A point set containing the points (x_i, i) is arborally satisfied if and only if it corresponds to a valid BST for the input sequence x₁, x₂, . . . , x_m.

First, we prove that the point set for any valid BST algorithm is arborally satisfied. Consider points (x, i) and (y, j), where x is touched at time i and y is touched at time j. Assume by symmetry that x < y and i < j. We need to show that there exists a third point in the rectangle with corners as (x, i) and (y, j). Also let LCA_t(a, b) denote the lowest common ancestor of nodes a and b right before time t. We have a few cases:

• If LCA_i(x, y) ≠ x, then we can use the point (LCA_i(x, y), i), since LCA_i(x, y) must have been touched if x was.
• If LCA_j(x, y) ≠ y, then we can use the point (LCA_j(x, y), j).
• If neither of the above two cases hold, then we must have x be an ancestor of y right before

time i and y be an ancestor of x right before time j. Then at some time k (i ≤ k < j), y must have been rotated above x, so we can use the point (y, k).

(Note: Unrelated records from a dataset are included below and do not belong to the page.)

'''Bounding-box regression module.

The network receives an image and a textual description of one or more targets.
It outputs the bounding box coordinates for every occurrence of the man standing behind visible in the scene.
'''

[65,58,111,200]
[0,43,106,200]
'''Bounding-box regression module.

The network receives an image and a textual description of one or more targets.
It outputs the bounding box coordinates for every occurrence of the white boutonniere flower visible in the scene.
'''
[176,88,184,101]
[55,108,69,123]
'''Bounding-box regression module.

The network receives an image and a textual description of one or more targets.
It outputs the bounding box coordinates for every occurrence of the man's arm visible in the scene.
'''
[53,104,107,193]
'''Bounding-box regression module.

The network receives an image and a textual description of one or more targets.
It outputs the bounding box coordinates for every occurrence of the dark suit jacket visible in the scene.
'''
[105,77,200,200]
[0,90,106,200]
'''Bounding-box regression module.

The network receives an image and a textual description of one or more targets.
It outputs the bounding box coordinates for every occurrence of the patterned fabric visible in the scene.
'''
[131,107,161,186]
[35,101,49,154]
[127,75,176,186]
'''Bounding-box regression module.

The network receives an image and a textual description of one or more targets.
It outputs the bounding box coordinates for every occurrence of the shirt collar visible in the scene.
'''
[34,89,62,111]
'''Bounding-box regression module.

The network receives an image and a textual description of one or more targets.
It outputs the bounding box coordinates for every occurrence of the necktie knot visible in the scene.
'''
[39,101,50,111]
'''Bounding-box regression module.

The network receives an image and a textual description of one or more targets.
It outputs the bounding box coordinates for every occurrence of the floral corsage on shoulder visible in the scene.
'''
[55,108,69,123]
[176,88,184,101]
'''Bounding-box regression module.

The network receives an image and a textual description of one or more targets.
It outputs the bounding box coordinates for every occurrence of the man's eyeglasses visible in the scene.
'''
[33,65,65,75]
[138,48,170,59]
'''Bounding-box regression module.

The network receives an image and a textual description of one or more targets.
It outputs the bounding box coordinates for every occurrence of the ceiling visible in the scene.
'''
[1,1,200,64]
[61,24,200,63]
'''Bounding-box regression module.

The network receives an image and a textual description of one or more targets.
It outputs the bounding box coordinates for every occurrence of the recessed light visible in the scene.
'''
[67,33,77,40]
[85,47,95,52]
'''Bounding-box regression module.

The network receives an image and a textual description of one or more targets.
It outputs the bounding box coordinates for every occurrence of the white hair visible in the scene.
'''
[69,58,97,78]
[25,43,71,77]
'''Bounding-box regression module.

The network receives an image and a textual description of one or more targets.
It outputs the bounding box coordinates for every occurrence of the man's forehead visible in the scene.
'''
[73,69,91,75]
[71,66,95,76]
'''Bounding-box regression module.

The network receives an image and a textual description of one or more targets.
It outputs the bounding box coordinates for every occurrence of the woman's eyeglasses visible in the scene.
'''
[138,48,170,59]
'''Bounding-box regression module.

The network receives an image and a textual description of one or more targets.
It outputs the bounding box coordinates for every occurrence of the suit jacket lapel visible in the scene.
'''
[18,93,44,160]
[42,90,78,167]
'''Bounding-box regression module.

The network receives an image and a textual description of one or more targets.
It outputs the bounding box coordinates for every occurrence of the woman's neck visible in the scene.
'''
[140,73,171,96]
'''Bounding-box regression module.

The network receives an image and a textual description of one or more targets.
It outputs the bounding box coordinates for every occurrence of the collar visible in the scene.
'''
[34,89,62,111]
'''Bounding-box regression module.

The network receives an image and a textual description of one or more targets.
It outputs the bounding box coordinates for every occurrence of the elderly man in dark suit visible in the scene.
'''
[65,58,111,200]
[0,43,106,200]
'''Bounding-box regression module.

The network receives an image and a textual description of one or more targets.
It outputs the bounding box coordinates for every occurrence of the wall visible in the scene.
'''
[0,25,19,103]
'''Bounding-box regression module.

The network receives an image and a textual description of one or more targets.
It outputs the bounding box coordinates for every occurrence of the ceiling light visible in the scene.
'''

Next, we show the other direction: given an arborally satisfied point set, we can construct a valid BST corresponding to that point set. Now we will organize our BST into a treap which is organized in heap-order by next-touch-time. Note that next-touch-time has ties and is thus not uniquely defined, but this isn’t a problem as long as we pick a way to break ties. When we reach time i, the nodes touched form a connected subtree at the top, by the heap ordering property. We can now take this subtree, assign new next-touch-times and rearrange into a new local treap. Now, if a pair of nodes, x and y, straddle the boundary between the touched and untouched part of the treap, then if y is to be touched sooner than x then (x, now) → (y, next − touch(y)) is an unsatisfied rectangle because the leftmost such point would be the right child of x, not y.

Finding the best BST execution for the input sequence x₁, x₂, . . . , x_m is equivalent to finding the minimum cardinality superset of points (that contains the input in geometric representation) that is arborally satisfied.

The following greedy algorithm constructs arborally satisfiable sets:

• Sweep the point set with a horizontal line by increasing y coordinate.
• At time i, place the minimal number of points at y = i to make the point set up to y ≤ i arborally satisfied. This minimal set of points is uniquely defined: for any unsatisfied rectangle formed with(x_i, i) in one corner, add the other corner at y = i.

The algorithm is optimal.^[3]

Given geometric view that satisfies the necessary condition of being arborally satisfied, we can reconstruct the exact shape of the tree.